Last month's deadly winter freeze in the United States state of Texas was an unprecedented event for people and animals alike, and the cold hit the sea turtles inhabiting the Texan coast particularly hard, killing many and prompting massive rescue efforts. About a third of the cold-stunned sea turtles survived and have now been released back into nature.
Of the approximately 13,000 sea turtles found, about 4,300 have been rehabilitated and released, according to the Sea Turtle Stranding and Salvage Network, a cooperative of federal, state and private partners coordinated by the National Oceanic and Atmospheric Administration (NOAA).
This was the largest cold-stunning event for sea turtles recorded in the U.S. since the network was established in 1980.
While the majority of the sea turtles found during the winter storm were already dead, those that survived would not have if not for the rescue efforts by experts and volunteers who were themselves struggling without power at home, said Barbara Schroeder, NOAA’s national sea turtle coordinator.
She said the water and air temperatures were "too cold for too long” for them to recover on their own. "The event was so severe, the temperatures were so extreme, yes, they absolutely would have all died,” said Schroeder, who added that a small number are still being cared for.
As below-freezing temperatures hit the coast during the February storm, scientists, volunteers and even the U.S. Coast Guard joined efforts to rescue the immobile sea turtles from the water and shore.
"Mind you, while they’re bringing and rescuing all of these sea turtles, we didn’t have power or water, our gas stations ran out of gas,” said Wendy Knight, executive director at Sea Turtle Inc., a nonprofit on South Padre Island.
Her group took in so many sea turtles, over 5,300, that they had to start placing them in the South Padre Island Convention Center.
Ed Caum, executive director of the South Padre Island Convention and Visitors Bureau, said that for a while during the week of the storm a vehicle pulled up "every 15 minutes or less” and dropped off turtles.
When water temperatures drop below about 10 degrees Celsius (50 degrees Fahrenheit), sea turtles become lethargic and are unable to swim.

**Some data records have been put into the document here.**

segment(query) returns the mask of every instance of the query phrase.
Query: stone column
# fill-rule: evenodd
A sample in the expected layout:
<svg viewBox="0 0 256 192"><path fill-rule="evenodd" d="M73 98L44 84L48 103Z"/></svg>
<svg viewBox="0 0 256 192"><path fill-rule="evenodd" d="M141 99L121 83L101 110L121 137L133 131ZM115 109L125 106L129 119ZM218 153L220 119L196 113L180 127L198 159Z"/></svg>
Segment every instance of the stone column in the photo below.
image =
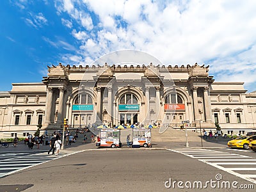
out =
<svg viewBox="0 0 256 192"><path fill-rule="evenodd" d="M156 87L156 109L157 110L157 121L161 121L161 106L160 106L160 86Z"/></svg>
<svg viewBox="0 0 256 192"><path fill-rule="evenodd" d="M147 98L147 108L146 108L146 119L145 121L145 125L147 125L149 123L150 114L149 114L149 87L145 86L145 96Z"/></svg>
<svg viewBox="0 0 256 192"><path fill-rule="evenodd" d="M204 110L205 112L205 120L207 122L211 121L210 106L209 105L208 98L208 86L205 86L204 90Z"/></svg>
<svg viewBox="0 0 256 192"><path fill-rule="evenodd" d="M59 98L59 108L58 109L58 122L62 122L63 118L63 101L64 101L64 88L59 88L60 98Z"/></svg>
<svg viewBox="0 0 256 192"><path fill-rule="evenodd" d="M48 103L47 103L47 113L46 115L47 124L51 124L51 117L52 116L52 88L48 88Z"/></svg>
<svg viewBox="0 0 256 192"><path fill-rule="evenodd" d="M96 114L96 124L100 124L100 104L101 104L101 87L97 87L97 114Z"/></svg>
<svg viewBox="0 0 256 192"><path fill-rule="evenodd" d="M112 124L112 88L111 87L108 87L108 114L109 114L109 122Z"/></svg>
<svg viewBox="0 0 256 192"><path fill-rule="evenodd" d="M194 106L194 114L195 114L195 120L199 121L199 111L198 111L198 100L197 99L197 89L198 87L193 86L193 104Z"/></svg>

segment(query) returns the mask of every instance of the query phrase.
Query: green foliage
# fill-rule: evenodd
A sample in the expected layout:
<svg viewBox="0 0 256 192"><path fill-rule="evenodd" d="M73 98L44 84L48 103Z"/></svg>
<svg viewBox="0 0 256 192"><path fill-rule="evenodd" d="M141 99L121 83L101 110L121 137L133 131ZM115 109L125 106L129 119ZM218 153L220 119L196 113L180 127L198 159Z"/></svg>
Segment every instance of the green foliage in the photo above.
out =
<svg viewBox="0 0 256 192"><path fill-rule="evenodd" d="M215 123L215 126L216 127L216 131L220 131L221 129L218 123Z"/></svg>

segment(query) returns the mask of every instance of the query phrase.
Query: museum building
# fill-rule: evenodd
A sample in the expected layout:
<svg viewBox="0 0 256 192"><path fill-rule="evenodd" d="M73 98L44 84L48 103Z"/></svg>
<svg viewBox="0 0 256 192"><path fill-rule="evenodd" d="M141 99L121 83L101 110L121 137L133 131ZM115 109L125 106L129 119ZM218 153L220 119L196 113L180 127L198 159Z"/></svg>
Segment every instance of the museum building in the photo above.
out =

Surf temperatures dropped into 4 degrees (low 40s) that week on South Padre Island.
Some of the cold-stunned sea turtles had other problems as well, including hook infections and injuries from boats, Knight said. Almost all of the rescued sea turtles were green turtles, Schroeder noted.

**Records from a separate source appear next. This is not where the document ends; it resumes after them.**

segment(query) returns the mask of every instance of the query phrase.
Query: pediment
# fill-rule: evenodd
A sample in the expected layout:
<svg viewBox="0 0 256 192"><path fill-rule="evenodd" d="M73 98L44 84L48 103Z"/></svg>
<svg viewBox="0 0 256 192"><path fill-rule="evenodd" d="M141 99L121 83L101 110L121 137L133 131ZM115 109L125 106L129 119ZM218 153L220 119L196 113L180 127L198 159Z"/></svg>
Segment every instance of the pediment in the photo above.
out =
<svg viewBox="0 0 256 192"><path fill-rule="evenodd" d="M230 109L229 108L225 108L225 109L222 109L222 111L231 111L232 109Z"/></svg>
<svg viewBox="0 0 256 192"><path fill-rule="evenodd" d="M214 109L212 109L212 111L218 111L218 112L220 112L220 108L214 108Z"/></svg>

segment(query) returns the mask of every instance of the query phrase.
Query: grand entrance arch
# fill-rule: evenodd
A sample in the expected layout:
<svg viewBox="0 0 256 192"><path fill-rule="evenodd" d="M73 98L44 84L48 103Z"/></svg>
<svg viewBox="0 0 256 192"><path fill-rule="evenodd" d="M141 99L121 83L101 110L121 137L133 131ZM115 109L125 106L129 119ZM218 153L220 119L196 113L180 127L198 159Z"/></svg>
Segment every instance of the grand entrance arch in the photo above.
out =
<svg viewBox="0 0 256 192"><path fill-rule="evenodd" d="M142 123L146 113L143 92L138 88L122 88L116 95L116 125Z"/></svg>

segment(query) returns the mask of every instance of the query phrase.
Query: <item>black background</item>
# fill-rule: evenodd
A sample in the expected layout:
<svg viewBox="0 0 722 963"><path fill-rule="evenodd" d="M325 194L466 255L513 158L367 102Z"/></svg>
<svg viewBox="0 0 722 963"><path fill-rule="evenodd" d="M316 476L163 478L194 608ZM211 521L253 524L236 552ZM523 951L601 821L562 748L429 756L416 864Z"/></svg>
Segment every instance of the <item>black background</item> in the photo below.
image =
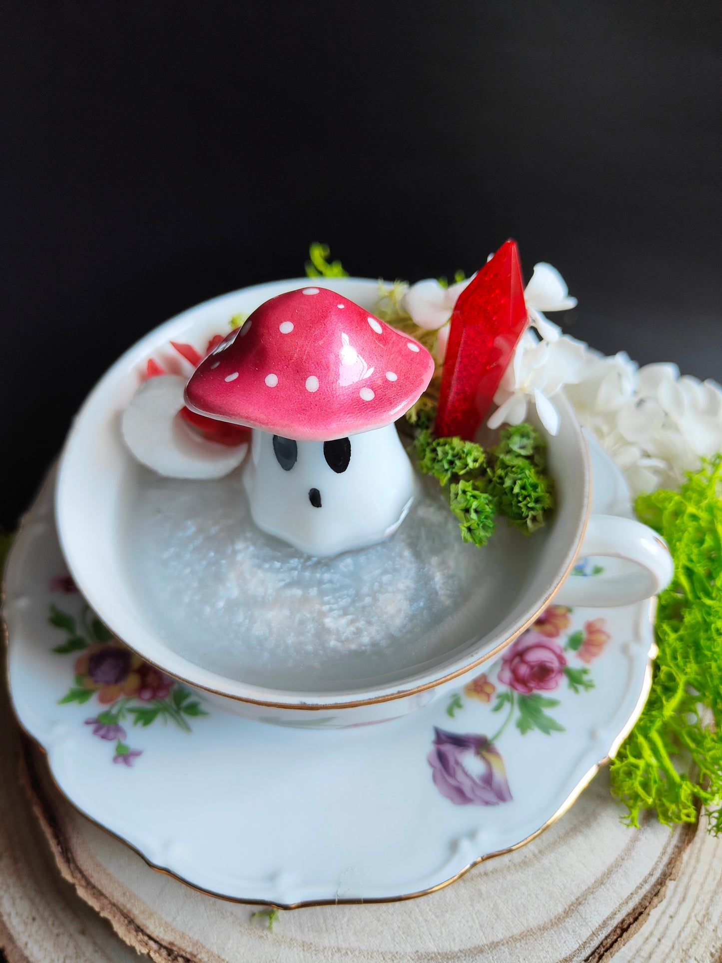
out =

Once rescued, the turtles were slowly warmed up. "You can’t warm them up really, really quickly. And some of the turtles that came in alive did not make it,” said Christopher Marshall, director of the Gulf Center for Sea Turtle Research, which rescued sea turtles in the Galveston area.

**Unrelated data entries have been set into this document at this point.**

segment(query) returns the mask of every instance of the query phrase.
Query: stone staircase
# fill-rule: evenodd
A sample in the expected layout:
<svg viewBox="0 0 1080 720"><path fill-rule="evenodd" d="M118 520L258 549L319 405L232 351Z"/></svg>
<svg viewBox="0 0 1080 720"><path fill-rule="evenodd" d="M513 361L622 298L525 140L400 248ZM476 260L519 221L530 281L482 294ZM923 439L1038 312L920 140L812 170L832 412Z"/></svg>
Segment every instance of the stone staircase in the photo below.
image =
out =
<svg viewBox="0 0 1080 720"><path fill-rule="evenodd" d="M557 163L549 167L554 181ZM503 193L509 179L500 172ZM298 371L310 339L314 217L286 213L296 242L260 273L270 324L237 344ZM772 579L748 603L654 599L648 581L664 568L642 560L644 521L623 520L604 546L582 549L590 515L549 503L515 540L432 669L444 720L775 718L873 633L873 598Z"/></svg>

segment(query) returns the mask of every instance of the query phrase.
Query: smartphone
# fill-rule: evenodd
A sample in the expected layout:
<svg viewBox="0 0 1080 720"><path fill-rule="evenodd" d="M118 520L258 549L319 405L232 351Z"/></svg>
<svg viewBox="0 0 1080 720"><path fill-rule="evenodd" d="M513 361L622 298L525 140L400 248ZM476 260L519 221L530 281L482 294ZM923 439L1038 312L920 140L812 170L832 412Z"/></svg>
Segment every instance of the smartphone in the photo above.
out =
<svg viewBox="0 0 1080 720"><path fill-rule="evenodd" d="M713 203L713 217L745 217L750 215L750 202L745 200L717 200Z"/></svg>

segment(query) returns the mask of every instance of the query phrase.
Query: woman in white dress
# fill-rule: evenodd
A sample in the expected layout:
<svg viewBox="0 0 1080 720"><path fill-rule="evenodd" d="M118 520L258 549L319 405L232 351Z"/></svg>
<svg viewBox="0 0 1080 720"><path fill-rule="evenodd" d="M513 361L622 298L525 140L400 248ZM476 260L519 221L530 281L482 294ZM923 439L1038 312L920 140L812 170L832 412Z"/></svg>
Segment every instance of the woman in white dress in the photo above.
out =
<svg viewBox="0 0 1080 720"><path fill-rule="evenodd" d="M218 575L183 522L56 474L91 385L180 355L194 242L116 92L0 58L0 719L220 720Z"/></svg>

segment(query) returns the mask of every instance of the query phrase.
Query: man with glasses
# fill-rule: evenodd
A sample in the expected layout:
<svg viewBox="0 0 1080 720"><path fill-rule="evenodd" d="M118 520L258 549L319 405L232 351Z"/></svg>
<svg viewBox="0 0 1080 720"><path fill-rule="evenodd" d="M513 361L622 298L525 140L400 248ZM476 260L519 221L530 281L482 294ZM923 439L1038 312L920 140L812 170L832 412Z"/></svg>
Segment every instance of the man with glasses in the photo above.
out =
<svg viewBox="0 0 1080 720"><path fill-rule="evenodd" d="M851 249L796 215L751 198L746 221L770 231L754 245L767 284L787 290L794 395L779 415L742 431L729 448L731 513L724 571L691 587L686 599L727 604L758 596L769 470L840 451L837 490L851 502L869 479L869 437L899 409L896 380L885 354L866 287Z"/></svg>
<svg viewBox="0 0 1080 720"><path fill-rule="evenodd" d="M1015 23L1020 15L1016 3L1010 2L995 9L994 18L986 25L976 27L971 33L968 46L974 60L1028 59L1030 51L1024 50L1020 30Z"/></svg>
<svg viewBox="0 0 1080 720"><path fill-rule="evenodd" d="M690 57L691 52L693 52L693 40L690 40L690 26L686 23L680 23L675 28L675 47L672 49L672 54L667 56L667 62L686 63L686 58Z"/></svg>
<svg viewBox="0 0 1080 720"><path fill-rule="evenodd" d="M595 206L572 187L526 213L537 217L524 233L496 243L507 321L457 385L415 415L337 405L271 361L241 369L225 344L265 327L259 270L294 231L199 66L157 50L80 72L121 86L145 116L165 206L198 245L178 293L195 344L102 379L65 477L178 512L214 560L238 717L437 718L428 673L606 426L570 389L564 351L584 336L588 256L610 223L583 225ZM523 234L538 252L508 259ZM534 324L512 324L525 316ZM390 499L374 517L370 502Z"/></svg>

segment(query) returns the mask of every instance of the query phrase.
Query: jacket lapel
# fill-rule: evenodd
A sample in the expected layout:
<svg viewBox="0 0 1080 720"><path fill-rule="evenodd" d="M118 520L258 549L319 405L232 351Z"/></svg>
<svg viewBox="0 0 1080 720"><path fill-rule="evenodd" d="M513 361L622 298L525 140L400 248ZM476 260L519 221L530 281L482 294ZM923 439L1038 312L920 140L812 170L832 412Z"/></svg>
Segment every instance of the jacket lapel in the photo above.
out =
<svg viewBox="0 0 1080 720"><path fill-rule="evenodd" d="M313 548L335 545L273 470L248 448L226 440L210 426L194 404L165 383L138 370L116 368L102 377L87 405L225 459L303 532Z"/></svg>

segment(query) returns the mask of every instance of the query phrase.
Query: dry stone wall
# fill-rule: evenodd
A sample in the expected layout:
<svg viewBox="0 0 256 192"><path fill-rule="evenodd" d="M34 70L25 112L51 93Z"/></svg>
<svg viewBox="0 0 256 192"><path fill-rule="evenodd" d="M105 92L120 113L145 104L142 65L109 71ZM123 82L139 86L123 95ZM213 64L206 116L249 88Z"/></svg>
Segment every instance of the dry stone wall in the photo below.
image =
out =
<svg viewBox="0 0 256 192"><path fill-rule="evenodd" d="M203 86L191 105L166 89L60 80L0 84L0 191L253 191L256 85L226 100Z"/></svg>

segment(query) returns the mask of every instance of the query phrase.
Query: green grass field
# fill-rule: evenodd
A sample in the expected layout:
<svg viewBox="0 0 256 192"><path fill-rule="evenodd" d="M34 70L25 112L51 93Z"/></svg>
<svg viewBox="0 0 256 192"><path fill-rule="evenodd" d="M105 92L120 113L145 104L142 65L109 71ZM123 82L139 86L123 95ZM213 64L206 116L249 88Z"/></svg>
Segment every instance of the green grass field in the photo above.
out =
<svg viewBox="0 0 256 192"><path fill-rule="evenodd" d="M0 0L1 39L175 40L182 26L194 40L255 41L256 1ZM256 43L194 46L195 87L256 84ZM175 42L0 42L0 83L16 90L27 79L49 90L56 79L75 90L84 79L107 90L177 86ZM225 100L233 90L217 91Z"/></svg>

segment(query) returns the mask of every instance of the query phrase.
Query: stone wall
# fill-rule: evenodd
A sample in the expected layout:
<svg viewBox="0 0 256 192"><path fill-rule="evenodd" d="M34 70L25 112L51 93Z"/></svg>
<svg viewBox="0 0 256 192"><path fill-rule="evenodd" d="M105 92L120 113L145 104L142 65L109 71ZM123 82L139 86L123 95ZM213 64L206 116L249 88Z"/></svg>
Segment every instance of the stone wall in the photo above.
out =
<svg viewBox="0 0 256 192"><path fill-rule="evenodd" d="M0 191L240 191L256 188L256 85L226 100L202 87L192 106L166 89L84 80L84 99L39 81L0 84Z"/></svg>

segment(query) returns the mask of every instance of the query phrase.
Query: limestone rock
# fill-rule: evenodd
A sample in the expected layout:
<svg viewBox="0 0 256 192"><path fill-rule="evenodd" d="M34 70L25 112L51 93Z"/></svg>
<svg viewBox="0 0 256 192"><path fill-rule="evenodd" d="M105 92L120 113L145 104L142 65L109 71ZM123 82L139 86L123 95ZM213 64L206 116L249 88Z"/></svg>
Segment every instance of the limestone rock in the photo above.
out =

He said that once the turtles they rescued were revived, they were taken to the Houston Zoo for a check-up and if they then passed a swim test, they were returned to the Gulf.
Knight said they have held a volunteer appreciation day and made T-shirts for those who helped rescue the turtles that say: "I survived the great cold stun.”
"There were hundreds, maybe even thousands, I couldn’t even guess at how many people we had involved,” Knight said.